This system is the so-called two integral formulation, which is equivalent to our original model problem (16), see for example [8, 23].

4.3 Variational formulation

We next introduce the product space \({\mathcal {H}}\mathrel {\mathrel {\mathop :}=}H^1(B)\times H^{-1/2}(\varSigma )\times H^{-1/2}(\varGamma )\), equipped by the product norm

$$\begin{aligned} \big \Vert (v,\sigma _\varSigma ,\sigma _\varGamma )\big \Vert _{{\mathcal {H}}}^2 \mathrel {\mathrel {\mathop :}=}\big \Vert v\big \Vert _{H^1(B)}^2 + \big \Vert \sigma _\varSigma \big \Vert _{H^{-1/2}(\varSigma )}^2 + \big \Vert \sigma _\varGamma \big \Vert _{H^{-1/2}(\varGamma )}^2 . \end{aligned}$$

Further, let \(a :{\mathcal {H}}\times {\mathcal {H}}\rightarrow {\mathbb {R}}\), be the bilinear form defined by

$$\begin{aligned} \begin{aligned}&a\bigg ((v,\sigma _\varSigma ,\sigma _\varGamma ),(w,\lambda _\varSigma ,\lambda _\varGamma )\bigg ) = (\nabla w, \nabla v)_{L^2(B)} \\&\qquad + \left( \left[ \begin{array}{l}w \\ \lambda _\varSigma \\ \lambda _\varGamma \end{array}\right] , \left[ \begin{array}{l@{\quad }l@{\quad }l} {\mathcal {W}}_{\varSigma \varSigma } &{} {\mathcal {K}}_{\varSigma \varSigma }^\star - 1/2 &{} {\mathcal {K}}_{\varGamma \varSigma }^\star \\ 1/2-{\mathcal {K}}_{\varSigma \varSigma } &{} {\mathcal {V}}_{\varSigma \varSigma } &{} {\mathcal {V}}_{\varGamma \varSigma } \\ -{\mathcal {K}}_{\varSigma \varGamma } &{} {\mathcal {V}}_{\varSigma \varGamma } &{} {\mathcal {V}}_{\varGamma \varGamma } \end{array}\right] \left[ \begin{array}{l} v \\ \sigma _\varSigma \\ \sigma _\varGamma \end{array}\right] \right) _{{\mathcal {L}}} , \end{aligned} \end{aligned}$$

where \({\mathcal {L}}\mathrel {\mathrel {\mathop :}=}L^2(\varSigma ) \times L^2(\varSigma ) \times L^2(\varGamma )\). For sake of simplicity in representation, we omitted the trace operator in expressions like \((w,{\mathcal {W}}_{\varSigma \varSigma }v)_{L^2(\varSigma )}\) etc.
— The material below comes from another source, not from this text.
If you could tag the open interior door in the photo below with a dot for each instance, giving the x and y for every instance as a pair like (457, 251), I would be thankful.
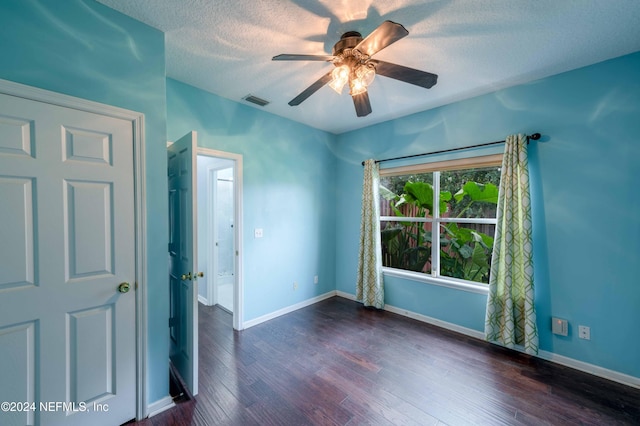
(183, 287)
Introducing the linear functional \(F :{\mathcal {H}}\rightarrow {\mathbb {R}}\),

$$\begin{aligned} F(w,\lambda _\varSigma ,\lambda _\varGamma ) =\left( \left[ \begin{array}{l} w \\ \lambda _\varSigma \\ \lambda _\varGamma \end{array}\right] , \left[ \begin{array}{c} -{\mathcal {W}}_{\varGamma \varSigma } \\ {\mathcal {K}}_{\varGamma \varSigma } \\ {\mathcal {K}}_{\varGamma \varGamma }-1/2 \end{array}\right] {\tilde{g}}\right) _{{\mathcal {L}}} , \end{aligned}$$

the variational formulation is given by: Seek \(({\tilde{u}},\sigma _\varSigma ,\sigma _\varGamma )\in {\mathcal {H}}\) such that

$$\begin{aligned} a\big (({\tilde{u}},\sigma _\varSigma ,\sigma _\varGamma ),(w,\lambda _\varSigma ,\lambda _\varGamma )\big ) = F(w,\lambda _\varSigma ,\lambda _\varGamma ) \end{aligned}$$
(18)

for all \((w,\lambda _\varSigma ,\lambda _\varGamma )\in {\mathcal {H}}\). In accordance with [12, Theorem 4.1], the variational formulation (18) admits a unique solution \(({\tilde{u}},\sigma _\varSigma ,\sigma _\varGamma )\in {\mathcal {H}}\) for all \(F\in {\mathcal {H}}'\), provided that D has a conformal radius which is smaller than one if \(d=2\).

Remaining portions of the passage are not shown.